Lovely picture of a lovely dog :001_tt1:


----------



## colliemerles (Nov 2, 2007)

awwww your little dog is lovely, a very nice picture to,xx


----------



## PMW50 (Jan 14, 2010)

Wow, that is lovely!
She is a very good artist xD


----------



## Nicky10 (Jan 11, 2010)

Thats a great picture she's very talented


----------



## luvmydogs (Dec 30, 2009)

Yes it is lovely


----------



## sullivan (Aug 29, 2008)

Ahh bless she did well. Very sweet pic.


----------



## Jazzy (Apr 15, 2009)

Thanks everyone for your lovely comments.

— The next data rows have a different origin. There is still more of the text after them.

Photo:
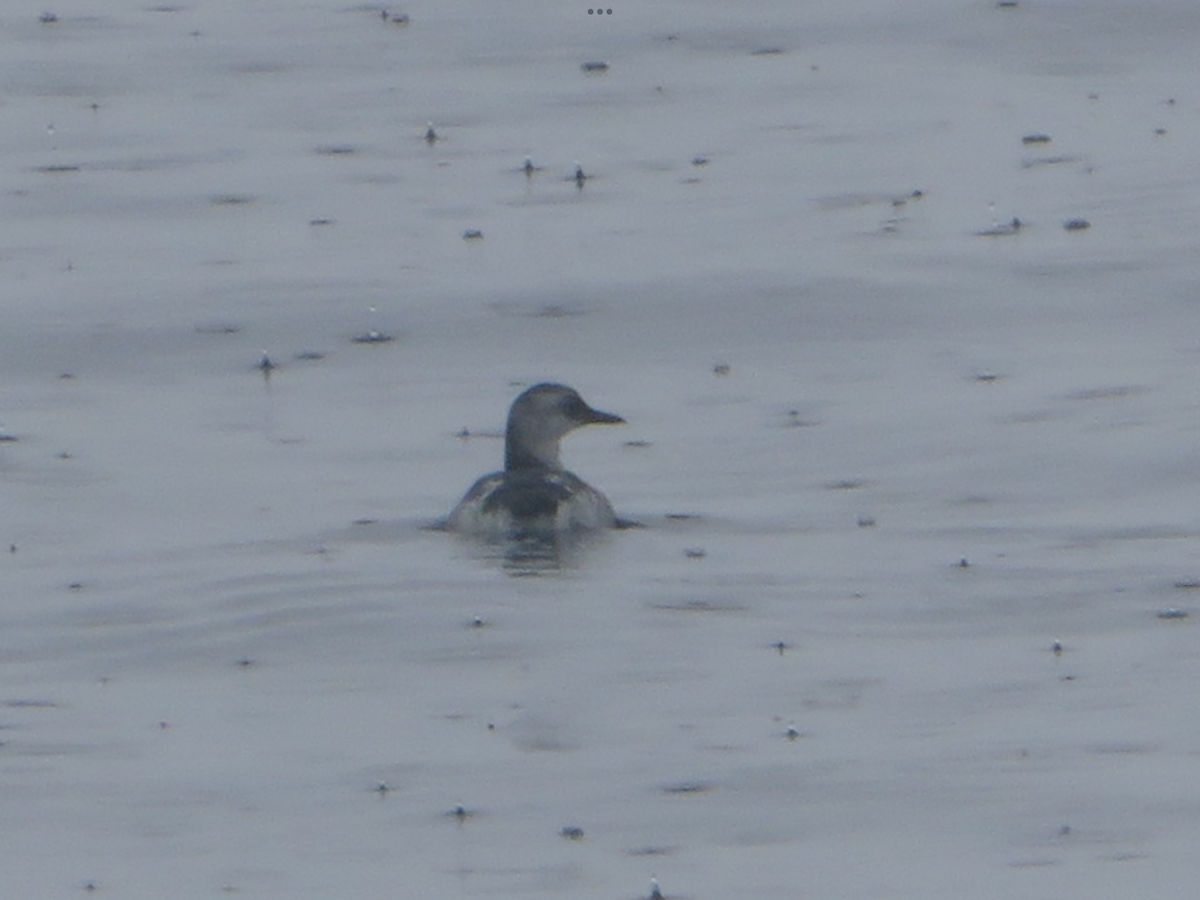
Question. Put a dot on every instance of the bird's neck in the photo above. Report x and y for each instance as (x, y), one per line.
(522, 454)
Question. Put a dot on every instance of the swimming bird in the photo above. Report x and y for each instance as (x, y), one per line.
(534, 496)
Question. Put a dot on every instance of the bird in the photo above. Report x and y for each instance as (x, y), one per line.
(534, 496)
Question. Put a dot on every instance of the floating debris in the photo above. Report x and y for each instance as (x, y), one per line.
(232, 199)
(688, 787)
(1048, 161)
(372, 336)
(1002, 228)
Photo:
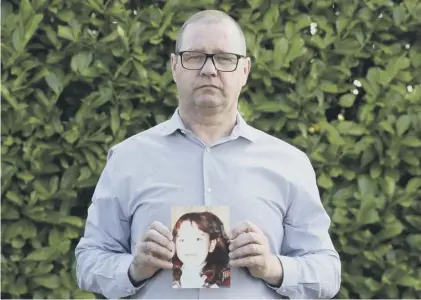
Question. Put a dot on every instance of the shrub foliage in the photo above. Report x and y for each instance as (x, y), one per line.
(340, 79)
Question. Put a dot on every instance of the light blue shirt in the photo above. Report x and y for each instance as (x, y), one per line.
(261, 178)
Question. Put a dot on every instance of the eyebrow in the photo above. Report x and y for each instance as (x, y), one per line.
(217, 50)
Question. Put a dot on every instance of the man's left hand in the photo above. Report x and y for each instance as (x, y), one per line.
(249, 248)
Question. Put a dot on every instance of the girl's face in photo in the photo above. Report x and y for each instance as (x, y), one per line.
(192, 244)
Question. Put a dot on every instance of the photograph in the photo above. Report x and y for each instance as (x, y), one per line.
(201, 247)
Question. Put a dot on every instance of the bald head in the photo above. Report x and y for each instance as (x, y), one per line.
(210, 17)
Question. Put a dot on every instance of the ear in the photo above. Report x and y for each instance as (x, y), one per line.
(246, 67)
(173, 65)
(212, 245)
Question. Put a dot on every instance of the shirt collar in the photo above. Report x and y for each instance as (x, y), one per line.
(241, 128)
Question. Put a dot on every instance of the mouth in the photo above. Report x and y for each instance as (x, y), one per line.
(208, 86)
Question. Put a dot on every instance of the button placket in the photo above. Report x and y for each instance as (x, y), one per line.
(207, 185)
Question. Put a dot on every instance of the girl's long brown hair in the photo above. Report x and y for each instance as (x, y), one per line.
(216, 268)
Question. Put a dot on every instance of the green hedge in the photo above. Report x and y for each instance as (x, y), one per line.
(340, 79)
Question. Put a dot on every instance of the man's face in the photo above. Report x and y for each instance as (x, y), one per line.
(192, 244)
(209, 88)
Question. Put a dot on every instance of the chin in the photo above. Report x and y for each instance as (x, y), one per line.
(208, 101)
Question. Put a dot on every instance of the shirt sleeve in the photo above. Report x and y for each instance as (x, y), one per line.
(311, 265)
(103, 255)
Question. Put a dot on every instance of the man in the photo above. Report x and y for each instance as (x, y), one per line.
(206, 154)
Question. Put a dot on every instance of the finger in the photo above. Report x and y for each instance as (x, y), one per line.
(156, 237)
(158, 226)
(155, 262)
(248, 262)
(157, 250)
(245, 239)
(245, 226)
(247, 250)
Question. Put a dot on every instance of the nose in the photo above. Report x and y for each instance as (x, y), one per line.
(209, 68)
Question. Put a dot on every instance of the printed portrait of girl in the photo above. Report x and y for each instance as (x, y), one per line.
(201, 252)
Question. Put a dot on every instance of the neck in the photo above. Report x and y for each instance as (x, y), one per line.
(210, 125)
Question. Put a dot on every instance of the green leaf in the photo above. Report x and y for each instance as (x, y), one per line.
(48, 281)
(31, 27)
(411, 141)
(402, 124)
(65, 32)
(390, 231)
(413, 185)
(332, 134)
(81, 61)
(366, 185)
(14, 198)
(324, 181)
(54, 82)
(42, 254)
(414, 240)
(43, 268)
(54, 238)
(329, 87)
(347, 100)
(375, 171)
(115, 120)
(270, 18)
(409, 281)
(72, 220)
(387, 127)
(280, 51)
(296, 49)
(69, 177)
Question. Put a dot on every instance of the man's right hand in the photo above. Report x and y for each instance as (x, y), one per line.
(153, 252)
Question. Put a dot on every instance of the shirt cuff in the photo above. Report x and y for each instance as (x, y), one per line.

She has done it for no charge too but I'm going to pay because I love it. She has done one of my other dog too.


----------



## happysaz133 (Jun 5, 2008)

Aww that is beautiful!


----------



## Âüþãà (Jan 12, 2010)

*Jazzy* of Molly


----------



## K1nS (Feb 8, 2010)

Thats really good! How nice of her to do this for you


----------



## srhdufe (Feb 11, 2009)

Thats lovely Jan x


----------



## mezzer (Oct 6, 2009)

_wow......what a fantastic painting, she is very talented_


----------



## slbrown2108 (Sep 15, 2009)

fantastic painting looks great. ur dog is cute


----------